This review was published on the Enviroethics e-mail listserv today:
By James Garvey: The Ethics of Climate Change - right and wrong in a warming world
'The Ethics of Climate Change is a model of philosophical reasoning about one of the greatest moral challenges any generation has ever faced. If you don't yet know why you should be morally outraged about the present situation, read this book. Calmly, carefully, with well-marshalled facts and sound argument, Garvey shows us just how badly the nations of the industrialized world - and the citizens of those nations - are behaving. He also tells us what we need to do about it.'
Peter Singer, Ira W. DeCamp Professor of Bioethics, Princeton University, USA
This review was written by Alison Silver:
"In this book, James Garvey argues that the ultimate rationale for action on climate change cannot be simply economic, political, scientific or social, though no doubt our decisions should be informed by such things. Instead, climate change is largely a moral problem. What we should do about it depends on what matters to us and what we think is right."
"The changes to our planet are already having disastrous effects on the lives of many plants and animals. It's not just the poster boys for climate change, polar bears and mountain gorillas, which are in danger. According to a report in Nature, anything between 15 to 37 percent of all plant and animal species could be locked into extinction by 2050 as a result of climate change. We know from the fossil record that we are now living through the 6th major extinction event in our planet's history. The last one did in the dinosaurs."

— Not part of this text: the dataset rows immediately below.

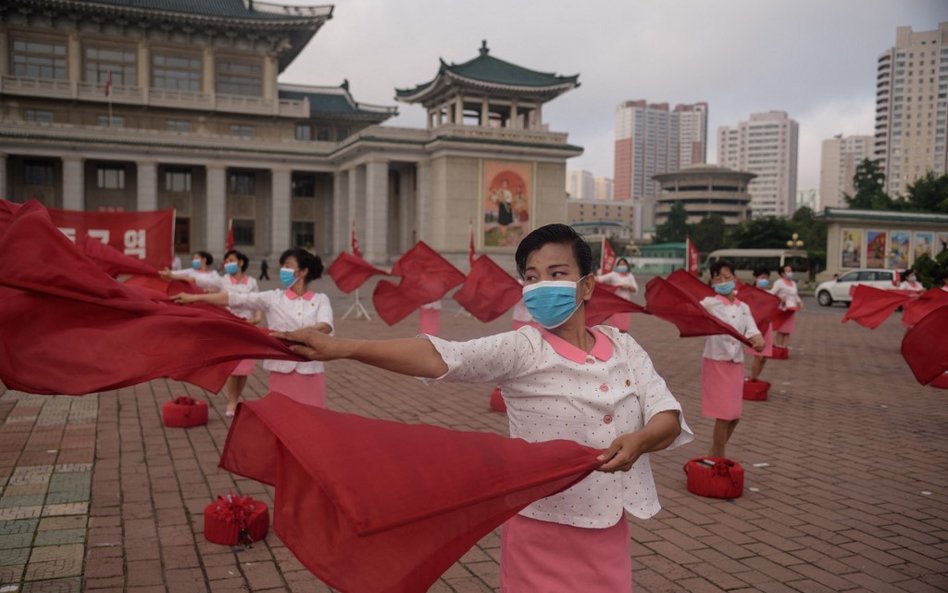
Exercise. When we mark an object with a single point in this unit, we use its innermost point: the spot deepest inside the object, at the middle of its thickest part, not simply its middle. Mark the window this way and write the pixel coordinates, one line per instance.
(176, 73)
(243, 232)
(178, 180)
(38, 173)
(111, 177)
(243, 182)
(39, 116)
(39, 59)
(119, 62)
(239, 78)
(304, 132)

"Human beings, too, are suffering and will continue to suffer. The Red Cross argue that as of 2001 there were as many as 25 million environmental refugees, people on the move away from dry wells and failed crops. It's larger than the number they give for people made homeless by war. One sixth of the world's population gets its water from the melting snow and ice tricking down from mountains, a source which looks set to dry up in the years to come. Industry, agriculture and homes on coasts will be adversely affected by the rising sea."
"This book considers a little climate science and a lot of moral philosophy, ultimately finding a way into the many possible positions associated with climate change. It is also a call for action, for doing something about the moral demands placed on both governments and individuals by the fact of climate change. It is a book about choices, responsibility, and where the moral weight falls on our warming world."
"James Garvey is Secretary of the Royal Institute of Philosophy, UK. He is author of The Twenty Greatest Philosophy Books (Continuum 2006) and numerous articles and reviews, mostly on the philosophy of mind and the history of philosophy."